First stage of my mercy run was "Shaftesbury Square to the bottom of the Lisburn Road; not an inch of footpath showed, broken glass filled the gaps between the deckchairs (of the parade-watchers)... and the air was full of drink".

At the nearest designated crossing the police were all on the other side.

I ended up running across road, going and coming back "in the pauses between the bands and in the wake of a car carrying an aged Orangeman. Each time a woman pushed me hard in the back for blocking her view. I jumped and landed to glares from both footpaths but the marchers never blinked. And when I reached the youth (2023 note: was it my youngest brother?) and we walked along beside drums and flutes, trying not to look like we had sore ears and uneasy minds, I did not tell him he had worried over-much".

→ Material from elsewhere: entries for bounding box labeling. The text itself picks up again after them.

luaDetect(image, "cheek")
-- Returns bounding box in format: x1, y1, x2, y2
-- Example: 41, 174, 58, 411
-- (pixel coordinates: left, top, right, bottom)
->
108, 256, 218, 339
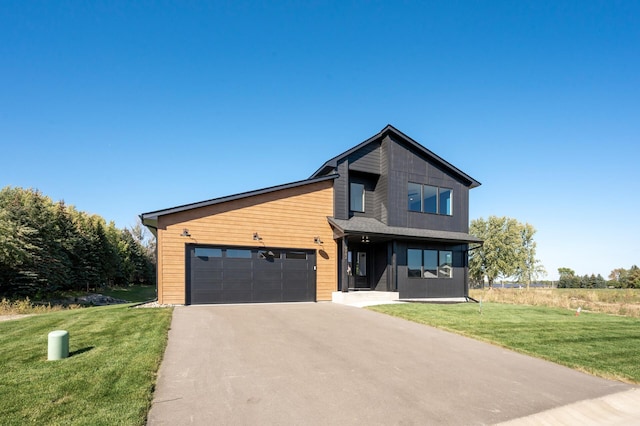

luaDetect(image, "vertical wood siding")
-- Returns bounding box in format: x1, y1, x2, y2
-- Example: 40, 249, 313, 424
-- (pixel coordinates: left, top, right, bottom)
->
158, 181, 337, 304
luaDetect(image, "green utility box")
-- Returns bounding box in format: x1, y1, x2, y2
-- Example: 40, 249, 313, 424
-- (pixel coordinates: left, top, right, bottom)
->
48, 330, 69, 361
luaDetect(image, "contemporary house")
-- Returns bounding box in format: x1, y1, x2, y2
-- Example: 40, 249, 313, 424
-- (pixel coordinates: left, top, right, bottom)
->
140, 125, 481, 304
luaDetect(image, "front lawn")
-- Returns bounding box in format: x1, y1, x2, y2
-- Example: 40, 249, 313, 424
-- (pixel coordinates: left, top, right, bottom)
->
370, 303, 640, 384
98, 285, 157, 303
0, 305, 172, 425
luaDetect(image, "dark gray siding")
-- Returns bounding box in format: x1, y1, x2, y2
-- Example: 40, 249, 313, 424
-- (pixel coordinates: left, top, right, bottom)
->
397, 242, 467, 299
373, 243, 390, 291
333, 160, 349, 219
374, 139, 389, 223
349, 143, 380, 175
387, 139, 469, 232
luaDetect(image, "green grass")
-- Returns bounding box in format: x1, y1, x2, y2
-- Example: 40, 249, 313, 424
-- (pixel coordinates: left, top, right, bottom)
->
98, 285, 156, 303
0, 305, 172, 425
370, 303, 640, 384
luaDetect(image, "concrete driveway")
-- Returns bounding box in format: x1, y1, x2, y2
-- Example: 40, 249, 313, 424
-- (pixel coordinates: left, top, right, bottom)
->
148, 303, 632, 425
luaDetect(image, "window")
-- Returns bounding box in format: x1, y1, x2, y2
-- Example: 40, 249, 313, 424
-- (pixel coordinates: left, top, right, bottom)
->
438, 188, 451, 216
438, 250, 453, 278
422, 185, 438, 213
349, 182, 364, 212
409, 182, 422, 212
407, 249, 422, 278
407, 249, 453, 278
407, 182, 453, 216
422, 250, 438, 278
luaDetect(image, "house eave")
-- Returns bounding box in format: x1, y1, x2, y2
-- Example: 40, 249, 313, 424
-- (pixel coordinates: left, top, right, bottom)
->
140, 174, 338, 223
311, 124, 482, 189
327, 217, 483, 244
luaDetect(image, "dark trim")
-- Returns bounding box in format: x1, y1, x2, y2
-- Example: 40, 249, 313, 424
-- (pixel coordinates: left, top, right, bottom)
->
311, 124, 481, 188
140, 174, 338, 223
327, 216, 483, 244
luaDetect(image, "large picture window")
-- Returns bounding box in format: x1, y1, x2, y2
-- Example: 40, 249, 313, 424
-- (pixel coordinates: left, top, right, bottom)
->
407, 182, 453, 216
407, 249, 453, 278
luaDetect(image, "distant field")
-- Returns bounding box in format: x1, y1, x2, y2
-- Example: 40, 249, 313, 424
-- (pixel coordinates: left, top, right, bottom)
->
0, 305, 172, 425
469, 287, 640, 318
369, 303, 640, 384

A column in the same paper, this time July 8 2009, was an attempt at an overview. Orange marching had been "destabilising society and tying up police resources since the end of the 1700s". The "marching season" still produced friction and indeed "hatred" but thanks to conditions on routes and behaviour, the "poisonous Drumcree confrontations of the 1990s" were no more.

Rueing the triumphalism may never happen but the glass on the road and air full of drink have irked some Orangemen for some time. A leaked internal review considered halving the length of the Belfast march. With traditional lack of gumption, Orange voices promptly denied that change was imminent.

A London visitor being driven to the airport the other day thought the murals congratulating Charles and Camilla on their coronation were "sad – what do those two know about people here?"

Well, King Charles the Third knows he must encourage peace. The Throne established by Righteousness is not what it was.